One example is Sri Lanka, a small island nation of the southern coast of India that accepted more than $1 billion in loans from China in part for the construction of a strategically-significant but economically superfluous port. When Sri Lanka defaulted on the loan payments, China took control of the port as an alternative to a cash payment.

Kimmage’s team is warning other countries that a similar fate could await them.

“We are interested in not only identifying the next Sri Lanka, but in ensuring also that the information about how this unfolded there is [publicized],” Kimmage said.

The Global Engagement Center, first formed pursuant to a 2016 executive order from then-President Barack Obama, struggled in its early days due to a dearth of funding and a surplus of “bureaucratic politics,” as the entity’s former chief technology officer hinted in an email explaining his departure last year.

Kimmage turned the page from that era by touting a surge of funding — $40 million, drawn from diplomatic and Defense Department coffers — and a growing team of experts to combat misinformation around the world.

“We are going on offense and we’re going on offense against the major state adversaries of the propaganda and disinformation realm,” he said. “These are the adversaries we read about every day. This is Russia, Iran, and China.”

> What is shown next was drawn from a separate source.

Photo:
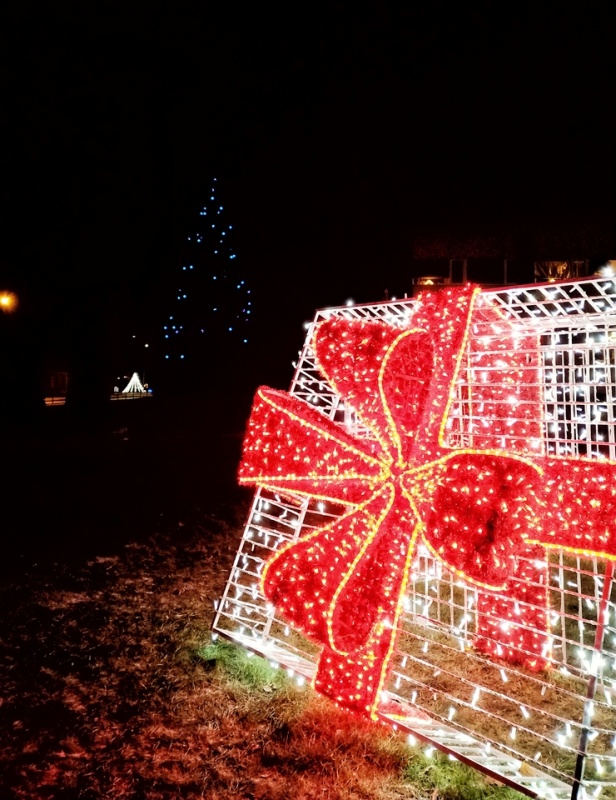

But he insisted that their efforts did not entail replacing anti-western propaganda with American propaganda. Rather than “provide the good message” to contradict the “bad message,” the Global Engagement Center seeks to outflank rival powers. The GEC now has 14 initiatives geared towards Chinese propaganda in East Asia and the Pacific.

They have another “25 initiatives in 21 countries to boost the technical skills of civil society organizations, non-governmental organizations, local influencers, and journalists to identify and expose the spread of disinformation” released by Russia, according to the State Department.

Two years before the 2016 presidential elections, Russia was already waging a disinformation campaign as part of a “hybrid war” against Ukraine that culminated in the annexation of Crimea and beginning of a low-grade war with Kiev. Russian President Vladimir Putin executed that campaign in part by deploying out-of-uniform Russian military forces, known colloquially as “little green men,” to carry out the attacks while allowing the Kremlin to deny involvement.

Kimmage hopes that, over time, the GEC’s efforts will hamper such anonymous invasions. “In and of itself, the Global Engagement Center is not a rapid response mechanism but our job is to support those and facilitate their creation so that when the little green men pop out again, someone is waiting for them,” he said.